De son exil en Guinée Equatoriale, Yahya Jammeh, parti il y a cinq ans sous la pression d’une intervention militaire ouest-africaine, se mêle à l’avenir d’un pays où il compte encore de nombreux supporteurs. L’éventualité qu’il rende des comptes pour les crimes imputés à lui-même et ses agents entre 1994 et 2016, assassinats, disparitions forcées, actes de torture, détentions arbitraires, viols… est l’un des enjeux de cette élection.

Un autre est la sortie de crise. Les Gambiens, dont près de la moitié vivent sous le seuil de pauvreté, ont été durement touchés par le Covid-19. En dehors de l’agriculture et des transferts d’argent de la diaspora, le pays, avec ses plages sur l’Atlantique, vivait du tourisme, britannique surtout. Coup sur coup, la faillite de l’opérateur Thomas Cook et la Covid-19 ont tari les flux.

Les touristes commencent à revenir. Mais de nombreux emplois ont disparu. La Gambie était déjà proportionnellement l’un des principaux points de départ de migrants cherchant à gagner l’Europe en pirogue. Les Gambiens souffrent de l’augmentation des prix des produits de première nécessité, riz, sucre, huile, des coupures d’eau et d’électricité, du manque d’accès aux soins.

Pour le sortant Adama Barrow, 56 ans, vainqueur surprise de Yahya Jammeh en 2016, l’élection donnera la mesure de la confiance placée en lui pour redresser la barre et réconcilier les Gambiens.
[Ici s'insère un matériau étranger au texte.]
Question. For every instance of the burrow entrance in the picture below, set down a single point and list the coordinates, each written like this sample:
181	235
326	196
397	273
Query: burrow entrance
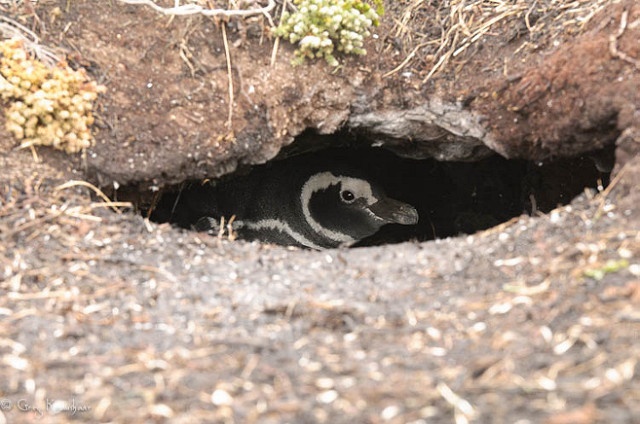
451	198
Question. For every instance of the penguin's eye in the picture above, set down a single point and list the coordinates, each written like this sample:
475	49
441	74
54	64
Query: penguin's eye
348	196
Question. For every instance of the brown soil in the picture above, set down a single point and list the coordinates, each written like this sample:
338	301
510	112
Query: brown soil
536	320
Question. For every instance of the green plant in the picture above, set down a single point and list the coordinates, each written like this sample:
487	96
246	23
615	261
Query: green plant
320	27
48	106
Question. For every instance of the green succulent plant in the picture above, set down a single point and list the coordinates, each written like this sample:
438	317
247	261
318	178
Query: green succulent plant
321	27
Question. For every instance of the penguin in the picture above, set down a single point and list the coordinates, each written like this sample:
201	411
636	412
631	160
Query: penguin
319	204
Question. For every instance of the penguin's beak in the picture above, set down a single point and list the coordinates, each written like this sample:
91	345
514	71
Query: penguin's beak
394	212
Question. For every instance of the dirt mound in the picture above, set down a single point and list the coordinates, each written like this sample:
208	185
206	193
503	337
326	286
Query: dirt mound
533	320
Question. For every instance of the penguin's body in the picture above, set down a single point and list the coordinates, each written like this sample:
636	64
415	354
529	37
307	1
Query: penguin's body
310	204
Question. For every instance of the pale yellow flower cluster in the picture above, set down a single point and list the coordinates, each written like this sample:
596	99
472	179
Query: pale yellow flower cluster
321	26
46	106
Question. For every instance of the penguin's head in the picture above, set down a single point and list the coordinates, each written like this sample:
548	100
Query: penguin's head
344	209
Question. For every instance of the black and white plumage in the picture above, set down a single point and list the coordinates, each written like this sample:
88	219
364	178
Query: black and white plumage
317	205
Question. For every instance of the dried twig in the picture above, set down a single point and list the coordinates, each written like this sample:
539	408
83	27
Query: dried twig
194	9
229	76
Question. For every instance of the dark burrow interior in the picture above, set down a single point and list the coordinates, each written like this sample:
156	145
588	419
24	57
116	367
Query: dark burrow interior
452	198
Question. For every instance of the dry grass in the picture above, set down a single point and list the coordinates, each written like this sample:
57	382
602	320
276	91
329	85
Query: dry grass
460	24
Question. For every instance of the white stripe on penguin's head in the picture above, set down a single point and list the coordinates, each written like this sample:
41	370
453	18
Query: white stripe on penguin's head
324	180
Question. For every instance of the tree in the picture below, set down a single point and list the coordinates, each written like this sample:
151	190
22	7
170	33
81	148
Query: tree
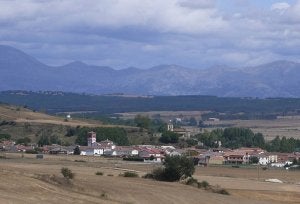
193	121
24	141
67	173
254	160
176	167
77	151
169	137
44	140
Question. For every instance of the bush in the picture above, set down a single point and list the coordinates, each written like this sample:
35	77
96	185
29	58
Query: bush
133	159
222	191
148	176
31	151
129	174
99	173
203	184
191	182
67	173
175	167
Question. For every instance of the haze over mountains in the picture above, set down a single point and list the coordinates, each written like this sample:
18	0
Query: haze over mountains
19	71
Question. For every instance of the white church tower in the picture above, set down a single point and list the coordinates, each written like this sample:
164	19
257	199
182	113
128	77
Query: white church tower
91	137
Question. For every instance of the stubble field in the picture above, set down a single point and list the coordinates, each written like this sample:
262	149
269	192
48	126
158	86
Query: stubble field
29	180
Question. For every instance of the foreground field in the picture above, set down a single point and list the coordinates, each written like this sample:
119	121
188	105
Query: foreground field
28	180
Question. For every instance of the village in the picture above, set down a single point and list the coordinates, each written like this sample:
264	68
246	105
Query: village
156	154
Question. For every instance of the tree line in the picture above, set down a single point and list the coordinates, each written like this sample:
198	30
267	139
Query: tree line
244	137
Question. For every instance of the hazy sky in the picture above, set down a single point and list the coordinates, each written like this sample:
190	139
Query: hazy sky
145	33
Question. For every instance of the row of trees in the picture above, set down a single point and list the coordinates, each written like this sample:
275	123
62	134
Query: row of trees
244	137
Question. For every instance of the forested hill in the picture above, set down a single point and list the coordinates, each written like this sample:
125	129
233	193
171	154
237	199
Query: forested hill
54	102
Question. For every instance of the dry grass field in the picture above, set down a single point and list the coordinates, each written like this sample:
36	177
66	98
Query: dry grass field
289	127
30	180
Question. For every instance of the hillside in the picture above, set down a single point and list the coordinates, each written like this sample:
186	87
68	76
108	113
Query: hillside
19	71
21	123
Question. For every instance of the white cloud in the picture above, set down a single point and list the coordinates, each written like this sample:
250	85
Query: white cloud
280	6
142	32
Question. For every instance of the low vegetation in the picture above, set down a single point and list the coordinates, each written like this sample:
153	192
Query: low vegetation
67	173
99	173
129	174
175	167
205	185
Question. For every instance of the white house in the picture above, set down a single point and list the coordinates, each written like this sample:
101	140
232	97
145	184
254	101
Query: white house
151	155
126	151
91	151
263	159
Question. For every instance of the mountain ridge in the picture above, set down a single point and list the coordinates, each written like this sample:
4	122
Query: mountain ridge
20	71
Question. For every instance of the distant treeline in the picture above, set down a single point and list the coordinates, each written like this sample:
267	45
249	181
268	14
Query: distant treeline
244	137
237	108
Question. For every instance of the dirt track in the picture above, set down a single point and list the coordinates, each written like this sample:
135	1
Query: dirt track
20	183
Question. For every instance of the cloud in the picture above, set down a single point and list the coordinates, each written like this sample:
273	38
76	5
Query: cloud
280	6
121	33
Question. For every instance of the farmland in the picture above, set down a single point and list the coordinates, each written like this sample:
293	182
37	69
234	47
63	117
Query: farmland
37	186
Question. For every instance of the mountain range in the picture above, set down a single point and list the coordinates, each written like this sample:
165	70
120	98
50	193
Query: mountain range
19	71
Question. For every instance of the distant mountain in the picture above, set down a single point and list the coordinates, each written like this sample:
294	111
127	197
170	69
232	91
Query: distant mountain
19	71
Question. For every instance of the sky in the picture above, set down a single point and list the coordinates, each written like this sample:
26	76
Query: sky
145	33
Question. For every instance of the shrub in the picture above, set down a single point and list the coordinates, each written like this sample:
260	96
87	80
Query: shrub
76	160
203	184
148	176
222	191
104	195
133	159
129	174
175	167
191	181
99	173
67	173
31	151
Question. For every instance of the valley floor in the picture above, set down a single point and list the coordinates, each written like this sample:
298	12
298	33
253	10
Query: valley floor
29	180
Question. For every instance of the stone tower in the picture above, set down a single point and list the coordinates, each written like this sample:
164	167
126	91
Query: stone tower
91	137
Mais le doute s’est fait jour sur ses intentions au sujet de Yahya Jammeh. Peu connu avant 2016, l’ancien promoteur immobilier et fan du club de foot d’Arsenal a été consacré par défaut, parce que le leader historique de l’opposition, Ousainou Darboe, avait été emprisonné.

– Alliance controversée –

Ousainou Darboe, 73 ans, éternel deuxième de la présidentielle derrière Yahya Jammeh, avocat et défenseur de nombreux opposants de l’ancien dictateur, est présenté comme le principal concurrent de M. Barrow, avec qui il a pris ses distances après avoir été son ministre et vice-président.

Après l’investiture de M. Barrow et sous sa présidence, les prisonniers politiques ont été libérés, le multipartisme instauré, la liberté d’expression restaurée. La Gambie a réintégré le Commonwealth, et a renoncé à quitter la Cour pénale internationale.

Mais M. Barrow est revenu sur sa promesse de ne rester que trois ans, provoquant fin 2019, début 2020 d’importantes manifestations et des dizaines d’arrestations. Il a mis beaucoup d’eau dans ses engagements passés à faire rendre justice pour les crimes de l’époque Jammeh.

Son parti nouvellement créé a noué une alliance avec celui de l’ancien autocrate Jammeh. Ce dernier, dans une de ses interventions à distance dans la campagne, a dénoncé l’accord et apporté son soutien à un ancien lieutenant de son parti, Mama Kandeh.

M. Barrow s’est aussi retrouvé en novembre avec entre les mains le rapport d’une commission instituée sous sa présidence sur les exactions des années Jammeh.

La commission a entendu pendant plus de deux ans près de 400 témoins, victimes et anciens officiels. Le rapport demande que les responsables soient poursuivis. Son contenu n’a pas été publié et on ignore qui sont les responsables nommément désignés.

M. Barrow ou son successeur a six mois pour trancher la délicate question des suites à donner au rapport.